‘Uninhabitable’: Man whose home is among 90 crumbling in Tijuana refuses to evacuate
SAN DIEGO (Border Report) — Arturo Ramos refuses to go.
His home of 44 years is on a hillside that is collapsing on the east side of Tijuana. It began sliding off its foundation a few months ago and now has massive cracks inside and out.
The two-story house is one of 90 along Montes Escandinavos Street that civil protection officials have red-tagged and declared “uninhabitable.”
But despite efforts to clear out the entire neighborhood, Ramos is staying put.
“I’m not leaving, I’m staying till the end,” he said in Spanish. “It’s sinking, the roof could fall on us at any moment.”
Some of his neighbors’ homes have already wobbled off their foundations, and others have been pushed against one another.
And to make matters worse, there are also several sinkholes on the street that are 9 feet deep, according to the city.

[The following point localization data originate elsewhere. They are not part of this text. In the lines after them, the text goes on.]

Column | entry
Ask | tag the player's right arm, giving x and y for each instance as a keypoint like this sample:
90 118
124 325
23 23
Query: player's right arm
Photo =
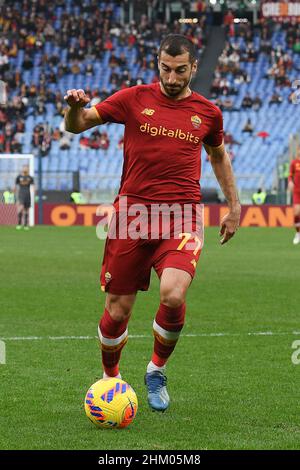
291 178
78 119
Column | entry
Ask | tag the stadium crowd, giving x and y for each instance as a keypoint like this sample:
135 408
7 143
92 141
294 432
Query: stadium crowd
87 34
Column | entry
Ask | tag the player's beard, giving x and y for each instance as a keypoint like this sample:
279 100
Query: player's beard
175 90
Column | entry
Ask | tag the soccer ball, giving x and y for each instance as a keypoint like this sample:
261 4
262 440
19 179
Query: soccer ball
111 403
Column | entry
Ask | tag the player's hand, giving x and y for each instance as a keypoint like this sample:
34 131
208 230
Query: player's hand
230 224
76 98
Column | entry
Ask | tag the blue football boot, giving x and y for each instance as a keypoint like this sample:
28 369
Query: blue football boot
158 397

Ramos knows his house is breaking apart.
Everywhere he turns, he can see cracks, split walls, crooked door frames, and floors that have become uneven and concave.

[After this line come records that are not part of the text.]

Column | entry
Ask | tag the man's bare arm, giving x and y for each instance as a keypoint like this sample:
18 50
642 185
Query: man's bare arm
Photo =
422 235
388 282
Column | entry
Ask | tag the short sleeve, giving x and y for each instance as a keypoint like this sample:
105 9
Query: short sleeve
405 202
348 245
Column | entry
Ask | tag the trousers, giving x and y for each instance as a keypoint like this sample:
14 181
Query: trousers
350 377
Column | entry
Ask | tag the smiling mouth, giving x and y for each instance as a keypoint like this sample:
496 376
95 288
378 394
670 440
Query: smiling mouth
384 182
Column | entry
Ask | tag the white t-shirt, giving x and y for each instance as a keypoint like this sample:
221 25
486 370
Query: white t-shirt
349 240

He shares his house with his wife, two other adults and two children.
“It hurts, it hurts to see it like this,” he said.
Ramos and some of his neighbors have heard — and ignored — the warnings to evacuate.

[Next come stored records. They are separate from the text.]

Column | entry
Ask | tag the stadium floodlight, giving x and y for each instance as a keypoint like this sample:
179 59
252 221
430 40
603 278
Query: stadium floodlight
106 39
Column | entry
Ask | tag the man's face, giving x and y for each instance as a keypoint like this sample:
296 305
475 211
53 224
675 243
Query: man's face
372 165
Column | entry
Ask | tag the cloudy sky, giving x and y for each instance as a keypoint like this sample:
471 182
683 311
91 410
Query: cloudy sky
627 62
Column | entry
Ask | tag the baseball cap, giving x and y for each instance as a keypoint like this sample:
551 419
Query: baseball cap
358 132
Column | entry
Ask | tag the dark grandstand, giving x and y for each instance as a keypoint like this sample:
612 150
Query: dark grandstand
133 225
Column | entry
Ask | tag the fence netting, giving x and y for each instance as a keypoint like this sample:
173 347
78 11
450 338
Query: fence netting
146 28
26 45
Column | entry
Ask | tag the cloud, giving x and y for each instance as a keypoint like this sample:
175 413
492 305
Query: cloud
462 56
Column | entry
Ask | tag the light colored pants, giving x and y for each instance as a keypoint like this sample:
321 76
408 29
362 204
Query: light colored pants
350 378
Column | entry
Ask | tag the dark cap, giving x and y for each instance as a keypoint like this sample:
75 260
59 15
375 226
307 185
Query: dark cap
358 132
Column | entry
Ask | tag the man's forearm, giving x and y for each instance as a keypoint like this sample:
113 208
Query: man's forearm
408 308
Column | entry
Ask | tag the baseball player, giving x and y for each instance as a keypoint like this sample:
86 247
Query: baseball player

“My family has begun packing, but it’s horrible losing your patrimony, your legacy,” he said. “I can’t leave it behind.”
Ramos told Border Report it’s bad enough knowing they’re losing their home, but he’s afraid they’ll also lose all their possessions.
“Thieves have already burglarized homes down the street,” he said. “I’m not letting that happen to me.”
Tijuana’s civil protection agency says it can’t force residents to leave their homes, but will continue to “try and convince people that it’s in their best interests to leave for their safety.”
The city has offered to relocate residents, but Ramos says he doesn’t have money for rent.
Plus, he says he doesn’t believe the city sincerely wants to help people move to safer locations.
“All they do is say they have to conduct more studies and more studies, that’s not going to help us,” he said. “All they do is talk.”
Ramos and his neighbors blame the water department and a leak that took months to repair under the street.
“We kept telling them and telling them, but all they would say is they couldn’t find the source of the leak,” he said. “One of my neighbors finally dug far enough and found it.”
Ramos believes that was the beginning of the end for his neighborhood.
“It hurts, almost everyone in the neighborhood is retired, we’re all old, no one has money to start over.”